Что ж, теперь я на него отвечу. Да, перевоспитываются. Не все, но в большинстве своем. Почему? Здесь нельзя ограничиться перечислением причин — ведь как нет одинаковых людей, так не существует и одинаковых причин. Конечно, есть и такие, которые спешат выйти «по половинке», а так как срок укорачивают только тем, кто хорошо себя проявил на работе, они стараются работать хорошо. Но ведь и привычка к труду, которую они при этом непременно получат, сыграет свою роль, уже независимо от того, хотят этого вчерашние тунеядцы или не хотят. Что скрывать, есть на поселении и такие, которых работать заставила материальная заинтересованность. Но ведь опять-таки, для того чтобы заработать совхозный рубль, надо набить не одну трудовую мозоль. Так что и в этой причине подспудно кроется положительное зерно. Но, конечно, особую ценность, на мой взгляд, представляют те, кто почувствовал наконец-то потребность в труде, понял, что от того, будут ли они в дальнейшем работать, зависит вся их будущая жизнь.

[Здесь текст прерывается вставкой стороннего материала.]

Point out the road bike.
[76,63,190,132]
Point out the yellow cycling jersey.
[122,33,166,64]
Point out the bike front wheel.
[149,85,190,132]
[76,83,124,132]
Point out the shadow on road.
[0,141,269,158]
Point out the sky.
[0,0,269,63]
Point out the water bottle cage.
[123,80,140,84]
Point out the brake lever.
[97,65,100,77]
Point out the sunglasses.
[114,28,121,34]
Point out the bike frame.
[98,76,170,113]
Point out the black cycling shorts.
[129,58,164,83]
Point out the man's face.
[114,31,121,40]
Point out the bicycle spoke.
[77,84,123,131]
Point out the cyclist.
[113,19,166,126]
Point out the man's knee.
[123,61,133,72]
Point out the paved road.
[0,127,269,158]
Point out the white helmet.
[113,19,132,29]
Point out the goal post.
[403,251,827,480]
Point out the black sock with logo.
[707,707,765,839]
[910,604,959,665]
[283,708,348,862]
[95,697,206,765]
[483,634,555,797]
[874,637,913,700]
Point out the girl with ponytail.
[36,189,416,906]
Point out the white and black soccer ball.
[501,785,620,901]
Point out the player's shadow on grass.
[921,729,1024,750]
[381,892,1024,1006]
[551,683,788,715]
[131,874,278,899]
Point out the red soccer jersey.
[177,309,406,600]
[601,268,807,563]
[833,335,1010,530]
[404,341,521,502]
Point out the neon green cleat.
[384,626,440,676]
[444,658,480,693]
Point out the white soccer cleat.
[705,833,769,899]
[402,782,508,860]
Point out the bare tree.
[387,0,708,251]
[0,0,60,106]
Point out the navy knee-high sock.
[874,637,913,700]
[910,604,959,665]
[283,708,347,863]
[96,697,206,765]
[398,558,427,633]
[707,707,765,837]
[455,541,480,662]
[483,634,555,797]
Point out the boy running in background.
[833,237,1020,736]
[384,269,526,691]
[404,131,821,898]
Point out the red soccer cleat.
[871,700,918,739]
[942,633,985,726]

И таких на поселении уже немало — это не только незадачливые в прошлом колхозницы тетя Маруся и баба Киля, но и «рабочая косточка» — маляр Гвоздева, и «без пяти минут врач» — Лиза Узбаш, и многие другие. Ведь разве не примечательно, что таких, как злостная лентяйка Воробьева, считанные единицы? Более того, те самые поселенцы, которые два-три года назад лодырничали, возмущаются теперь воробьевским ничегонеделаньем. Для них Воробьева — вчерашний день, и в их отношении к ней разве не отражено отношение к собственному прошлому?! Как сложится их жизнь дальше, конечно, трудно сказать. Но мне кажется, что ни наша звеньевая, ни баба Киля, ни Лиза Узбаш, ни многие другие уже не вернутся на прежнюю обочину. Что, разъехавшись по домам, они и без Каляды займутся настоящим делом. И кто знает, может, годы спустя приеду я в какой-нибудь совхоз и в передовой его работнице узнаю свою старую знакомую тетю Марусю? Или из дверей районной больницы, о которой потребуется написать очерк, выйдет навстречу корреспонденту доктор в белой шапочке на пышных волосах? И этим доктором будет не кто иной, как Лиза Узбаш. Мне почему-то кажется, что так непременно будет…
Но беспокоит другое: произойдет ли переворот в душе поселенцев, изменится ли моральный облик поселенцев Нового Парижа? Ведь от этого зависит, станет ли потом Люда Ткаченко снимать свой рабочий табель или снова превратится в «королеву Марго с Приморского бульвара». И если говорить начистоту, как раз в моральном облике поселенцев есть еще очень много наносного, грязного, что тяжелым балластом лежит на их душах. Возможно, на таких, как Лычкина, лучше подействовал бы более строгий режим. Может быть, и перевоспитанием злостной нарушительницы трудового распорядка Воробьевой следовало заняться в условиях трудовой воспитательной колонии. Но помочь Люде вылезти из пестрых лоскутьев убогой королевы уличных подонков можно было бы и здесь.